# Getting started with the WCEP dataset

## Clone repository & install dependencies

In [None]:
!git clone https://github.com/complementizer/wcep-mds-dataset

In [None]:
cd wcep-mds-dataset

In [None]:
!git checkout experiments

In [None]:
cd experiments

In [None]:
!pip install -r requirements.txt
!python -m nltk.downloader punkt

In [None]:
cd experiments

## Download dataset


In [None]:
!mkdir WCEP
!gdown https://drive.google.com/uc?id=1kUjSRXzKnTYdJ732BkKVLg3CFxDKo25u -O WCEP/train.jsonl.gz
!gdown https://drive.google.com/uc?id=1_kHTZ32jazTbXaFRg0vBeIsVcpI7CTmy -O WCEP/val.jsonl.gz
!gdown https://drive.google.com/uc?id=1qsd5pOCpeSXsaqNobXCrcAzhcjtG1wA1 -O WCEP/test.jsonl.gz

## Load dataset

We use the WCEP validation data as an example. <br> Each item in the dataset corresponds to a cluster of news articles about a news event and contains some metadata, most importantly the ground-truth summary for the cluster.

In [None]:
import utils

val_data = list(utils.read_jsonl_gz('WCEP/val.jsonl.gz'))

print(val_data[0].keys())

## Run extractive baselines & oracles



In [None]:
from baselines import RandomBaseline, TextRankSummarizer, CentroidSummarizer, SubmodularSummarizer
from oracles import Oracle

First we create summarizer objects and set their hyperparameters.

In [None]:
random_sum = RandomBaseline()
textrank = TextRankSummarizer(max_redundancy=0.5)
centroid = CentroidSummarizer(max_redundancy=0.5)
submod = SubmodularSummarizer(a=5, div_weight=6, cluster_factor=0.2) # div_weight encourages diversity/non-reduncancy
oracle = Oracle()

Below we pick one set of settings for extractive summarization that we will use for all baselines. <br>
* `in_titles` means we add article titles as sentences in the input, and `out_titles` means we also allow these titles to be part of a summary
* we set a minimum sentence length (`min_sent_tokens`) because short broken sentences appear frequently and are usually not desirable
* you can set the length contraint to `words`, `sents` or `chars`

In [None]:
settings = {
    'max_len': 40, 'len_type': 'words',
    'in_titles': False, 'out_titles': False,
    'min_sent_tokens': 7, 'max_sent_tokens': 40,    
}
max_articles = 20

For a quick experiment, we only select the first 10 clusters of the WCEP validation data and use the first 10 articles of each cluster as inputs.

In [None]:
example_clusters = [c['articles'][:max_articles] for c in val_data[:10]]
ref_summaries = [c['summary'] for c in val_data[:10]]

In [None]:
textrank_summaries = [textrank.summarize(articles, **settings) for articles in example_clusters]
centroid_summaries = [centroid.summarize(articles, **settings) for articles in example_clusters]
submod_summaries = [submod.summarize(articles, **settings) for articles in example_clusters]
random_summaries = [random_sum.summarize(articles, **settings) for articles in example_clusters]

In [None]:
oracle_summaries = [oracle.summarize(ref, articles, **settings)
                    for (ref, articles) in zip(ref_summaries, example_clusters)]

## Evaluate summaries

**Note:** our `evaluate` function uses a wrapper from the [newsroom library](https://github.com/lil-lab/newsroom) to compute ROUGE scores.  


In [None]:
from pprint import pprint
from evaluate import evaluate

In [None]:
names = ['TextRank', 'Centroid', 'Submodular', 'Oracle', 'Random']
outputs = [textrank_summaries, centroid_summaries, submod_summaries, oracle_summaries, random_summaries]
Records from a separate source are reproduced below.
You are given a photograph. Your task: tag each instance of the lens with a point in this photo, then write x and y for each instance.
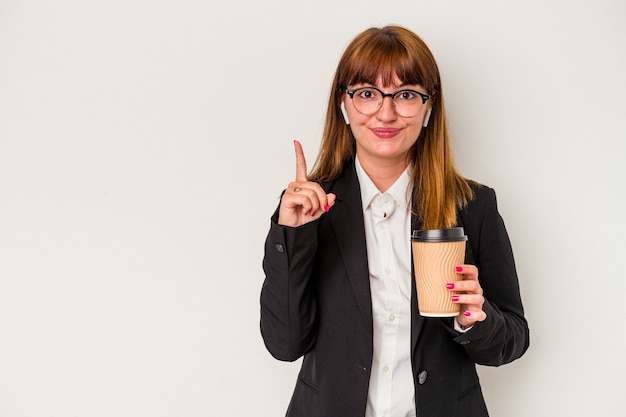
(367, 100)
(407, 103)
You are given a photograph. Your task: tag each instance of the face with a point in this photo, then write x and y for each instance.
(385, 137)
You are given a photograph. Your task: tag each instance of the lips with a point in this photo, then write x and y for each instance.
(385, 133)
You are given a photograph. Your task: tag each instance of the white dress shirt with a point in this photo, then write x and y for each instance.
(388, 237)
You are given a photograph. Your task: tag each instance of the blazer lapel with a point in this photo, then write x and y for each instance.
(347, 221)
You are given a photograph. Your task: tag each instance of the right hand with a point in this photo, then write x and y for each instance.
(303, 201)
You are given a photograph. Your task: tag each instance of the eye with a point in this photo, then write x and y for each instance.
(368, 94)
(405, 95)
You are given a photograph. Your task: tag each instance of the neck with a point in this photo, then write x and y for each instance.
(383, 173)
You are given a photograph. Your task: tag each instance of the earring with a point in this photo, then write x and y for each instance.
(427, 117)
(344, 113)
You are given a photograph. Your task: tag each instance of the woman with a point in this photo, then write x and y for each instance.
(339, 288)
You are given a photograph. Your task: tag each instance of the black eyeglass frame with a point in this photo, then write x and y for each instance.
(425, 97)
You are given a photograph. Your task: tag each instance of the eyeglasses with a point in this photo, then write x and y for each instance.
(368, 100)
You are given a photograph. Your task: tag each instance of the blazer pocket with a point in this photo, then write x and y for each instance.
(471, 403)
(305, 401)
(468, 392)
(308, 386)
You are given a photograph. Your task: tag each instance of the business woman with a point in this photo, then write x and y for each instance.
(339, 288)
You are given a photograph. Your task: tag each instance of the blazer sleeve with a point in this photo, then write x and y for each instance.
(504, 335)
(288, 308)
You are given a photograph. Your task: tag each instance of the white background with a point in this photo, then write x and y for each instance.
(144, 144)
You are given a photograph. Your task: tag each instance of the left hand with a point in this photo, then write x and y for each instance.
(470, 296)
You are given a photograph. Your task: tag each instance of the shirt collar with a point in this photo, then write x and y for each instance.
(399, 189)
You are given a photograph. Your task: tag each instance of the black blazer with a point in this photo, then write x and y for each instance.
(316, 302)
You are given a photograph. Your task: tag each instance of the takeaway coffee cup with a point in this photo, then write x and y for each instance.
(435, 254)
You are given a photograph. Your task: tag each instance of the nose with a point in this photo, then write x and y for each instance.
(387, 111)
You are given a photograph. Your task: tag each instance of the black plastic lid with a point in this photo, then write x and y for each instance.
(455, 234)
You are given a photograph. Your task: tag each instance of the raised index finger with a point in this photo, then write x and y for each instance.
(300, 162)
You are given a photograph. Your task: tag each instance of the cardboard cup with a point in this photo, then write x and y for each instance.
(435, 254)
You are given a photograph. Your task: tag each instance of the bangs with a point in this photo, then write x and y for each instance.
(383, 59)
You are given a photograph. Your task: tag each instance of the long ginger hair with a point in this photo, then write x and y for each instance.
(383, 54)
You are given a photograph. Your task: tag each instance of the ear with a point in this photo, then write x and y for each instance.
(427, 117)
(344, 113)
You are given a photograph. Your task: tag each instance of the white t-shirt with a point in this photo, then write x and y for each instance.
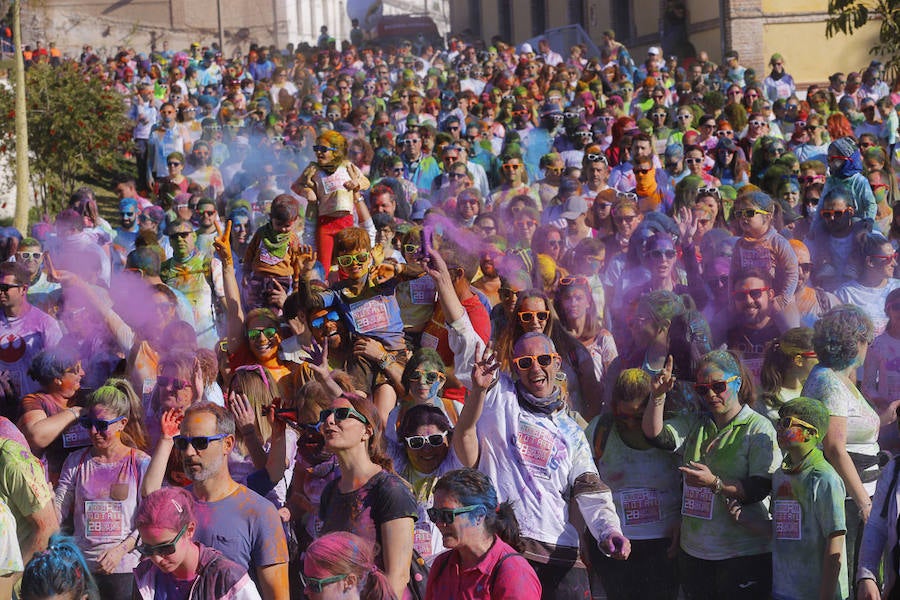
(871, 300)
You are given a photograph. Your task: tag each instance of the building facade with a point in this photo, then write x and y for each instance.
(142, 24)
(755, 28)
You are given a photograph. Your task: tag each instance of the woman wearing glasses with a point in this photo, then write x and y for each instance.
(578, 314)
(49, 418)
(534, 313)
(483, 537)
(342, 564)
(368, 498)
(174, 565)
(99, 487)
(841, 338)
(729, 457)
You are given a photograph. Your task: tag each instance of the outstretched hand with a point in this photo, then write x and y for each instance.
(484, 371)
(222, 242)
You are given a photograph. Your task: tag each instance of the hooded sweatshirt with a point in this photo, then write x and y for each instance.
(850, 178)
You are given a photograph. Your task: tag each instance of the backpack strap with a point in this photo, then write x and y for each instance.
(496, 570)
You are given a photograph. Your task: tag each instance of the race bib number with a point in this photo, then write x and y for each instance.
(428, 341)
(335, 181)
(76, 436)
(422, 539)
(697, 502)
(535, 446)
(370, 315)
(104, 519)
(641, 506)
(788, 518)
(422, 290)
(267, 257)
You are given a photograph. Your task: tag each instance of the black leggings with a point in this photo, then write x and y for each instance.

for preds, name in zip(outputs, names):
    print(name)
    results = evaluate(ref_summaries, preds, lowercase=True)
    pprint(results)
    print()

Let's look at some example summaries.

In [None]:
cluster_idx = 6
print('Ground-truth')
print(ref_summaries[cluster_idx])
print()

for preds, name in zip(outputs, names):
    print(name)
    print(preds[cluster_idx])
    print()

### Blog Example


In [None]:
from utils import read_jsonl_gz
from baselines import TextRankSummarizer
from evaluate import evaluate
from pprint import pprint

textrank = TextRankSummarizer()

dataset = list(read_jsonl_gz('WCEP/val.jsonl.gz'))
cluster = dataset[954]
articles = cluster['articles'][:10]

human_summary = cluster['summary']
automatic_summary = textrank.summarize(articles)
results = evaluate([human_summary], [automatic_summary])

print('Summary:')
print(automatic_summary)
print()
print('ROUGE scores:')
pprint(results)